Let $P=K[x_1,\dots,x_n]$ be a polynomial ring over a field $K$ and $I = (f)$ be a principal ideal in $P$ generated by $f \in P - \{0 \}$. Moreover let $L \subset \{x_1, \dots, x_n \}$ and $\hat{P} = K\{x_i : x_i \notin L \}$. Show $I \cap \hat{P} = (0) \iff f \notin \hat{P}$. (Exercise 4, Section 3.4 from Kreuzer and Robbiano, Computational Commutative Algebra, vol. 1.)
So I know that in one direction, if $f \not\in \hat{P}$, then $f$ contains a variable in $L$, but then $\hat{P}$ cannot contain any variable that is not in $L$. So the intersection must be $0$. (this need some justification...?) I am not sure about the other way. If someone could show me both, that would be good.
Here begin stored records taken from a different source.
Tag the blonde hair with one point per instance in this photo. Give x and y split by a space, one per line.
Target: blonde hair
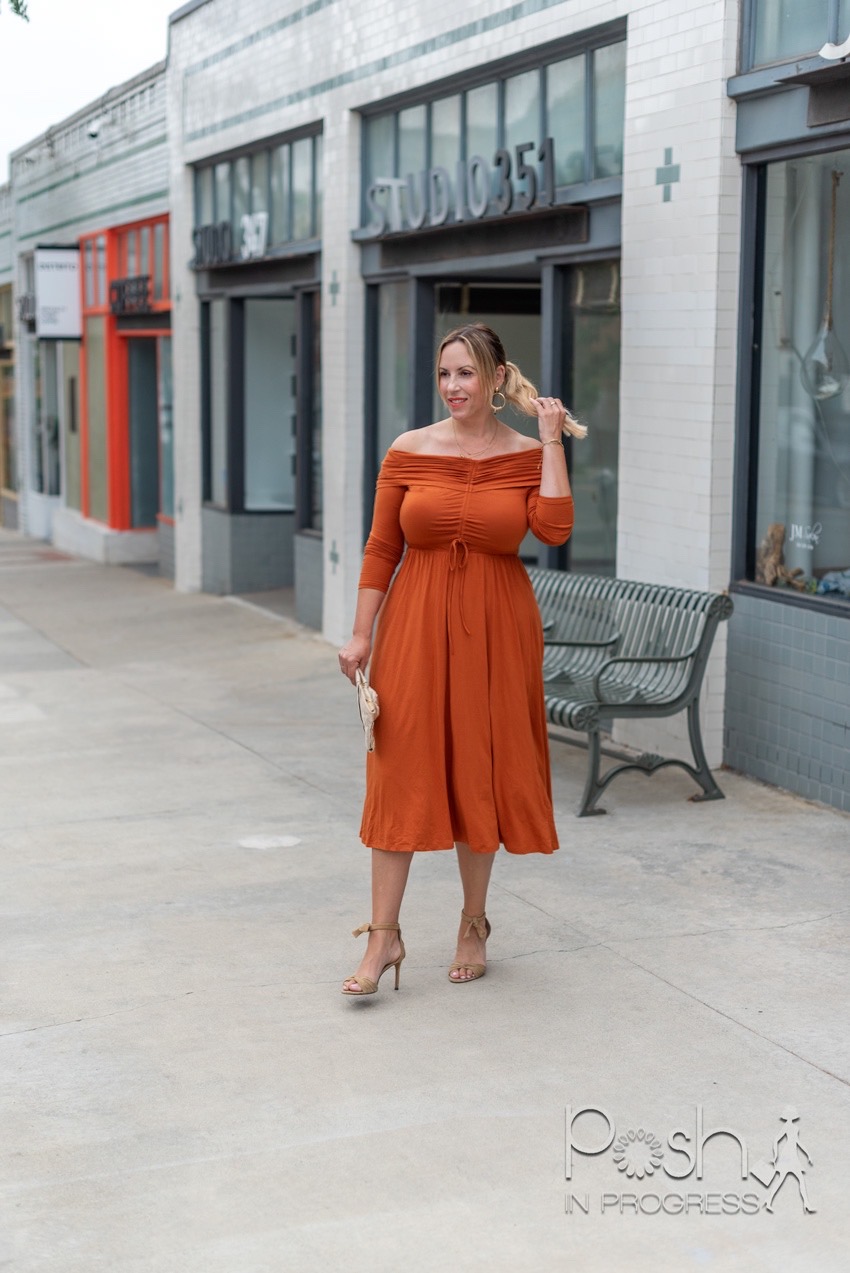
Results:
487 355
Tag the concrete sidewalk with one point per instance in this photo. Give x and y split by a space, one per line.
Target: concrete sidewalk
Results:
183 1086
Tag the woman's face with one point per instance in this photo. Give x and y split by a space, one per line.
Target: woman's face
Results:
461 387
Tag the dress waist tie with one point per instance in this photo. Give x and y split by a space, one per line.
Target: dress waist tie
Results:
458 558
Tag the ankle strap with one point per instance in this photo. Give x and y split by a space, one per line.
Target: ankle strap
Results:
374 928
477 922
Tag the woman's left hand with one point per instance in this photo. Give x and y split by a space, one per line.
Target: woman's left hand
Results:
551 414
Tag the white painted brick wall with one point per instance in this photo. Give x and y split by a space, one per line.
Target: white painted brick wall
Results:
680 259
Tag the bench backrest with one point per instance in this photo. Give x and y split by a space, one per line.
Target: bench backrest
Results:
633 619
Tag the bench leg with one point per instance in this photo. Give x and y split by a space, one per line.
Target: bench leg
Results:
701 772
593 788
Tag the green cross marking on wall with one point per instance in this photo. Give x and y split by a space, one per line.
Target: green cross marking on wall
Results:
667 175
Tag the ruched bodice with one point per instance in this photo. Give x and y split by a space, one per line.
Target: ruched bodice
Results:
461 745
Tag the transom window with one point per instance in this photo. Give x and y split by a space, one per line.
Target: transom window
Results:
578 102
779 31
258 204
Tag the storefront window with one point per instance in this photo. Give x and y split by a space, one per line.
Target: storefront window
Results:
522 110
218 402
260 182
222 192
608 110
303 189
204 199
379 149
412 125
482 121
241 195
802 526
445 133
565 111
166 429
593 354
526 110
270 405
94 349
280 231
393 363
269 199
789 28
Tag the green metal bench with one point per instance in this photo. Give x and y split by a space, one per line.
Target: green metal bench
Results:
615 648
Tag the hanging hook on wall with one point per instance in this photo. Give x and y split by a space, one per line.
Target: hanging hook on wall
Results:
825 371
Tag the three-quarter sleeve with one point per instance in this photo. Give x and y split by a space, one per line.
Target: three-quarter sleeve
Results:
386 541
550 517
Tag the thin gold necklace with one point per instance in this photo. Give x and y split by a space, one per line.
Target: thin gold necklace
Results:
473 455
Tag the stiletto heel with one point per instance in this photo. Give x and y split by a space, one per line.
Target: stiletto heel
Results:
365 983
481 926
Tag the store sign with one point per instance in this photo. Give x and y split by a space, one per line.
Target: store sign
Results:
214 243
130 295
479 190
57 293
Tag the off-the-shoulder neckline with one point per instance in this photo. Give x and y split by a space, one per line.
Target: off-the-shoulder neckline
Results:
476 460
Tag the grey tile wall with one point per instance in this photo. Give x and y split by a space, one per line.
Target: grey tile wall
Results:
788 698
247 551
166 540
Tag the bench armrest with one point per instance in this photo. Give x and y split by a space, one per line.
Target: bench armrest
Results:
583 644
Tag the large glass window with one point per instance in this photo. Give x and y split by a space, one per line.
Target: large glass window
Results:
393 363
789 28
608 110
270 197
593 355
270 404
802 518
218 401
578 102
565 112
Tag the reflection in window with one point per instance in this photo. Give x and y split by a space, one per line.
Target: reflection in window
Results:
279 231
411 139
222 192
393 363
303 189
608 108
482 121
803 462
270 405
565 111
522 111
260 182
788 28
241 195
445 133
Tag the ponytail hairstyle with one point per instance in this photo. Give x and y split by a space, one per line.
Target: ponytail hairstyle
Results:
487 354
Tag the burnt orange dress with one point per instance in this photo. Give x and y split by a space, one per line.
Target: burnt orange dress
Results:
461 744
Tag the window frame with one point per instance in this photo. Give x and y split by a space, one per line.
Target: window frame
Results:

For the forward direction:
If $I\cap{}\hat{P}=(0)$, then since $f\in{}I$, we have $f\notin{}\hat{P}$, since $f\neq{}0$ and $f\notin{}(0)$ (since P is an integral domain).
And backwards:
If $f\notin{}\hat{P}$, then note that every element of $I$ is of the form $h=\sum_{i=1}^ng_if=gf$ where the $g_i\in{}P$ and $g=\sum_{i=1}^ng_i$. Since $f\notin{}\hat{P}$ then it must contain a variable of $L$ since degree of polynomials is additive, which means that $gf$ must have a variable in $L$, unless $g=0$, which would make $gf=0$. Therefore $I\cap\hat{P}=(0)$.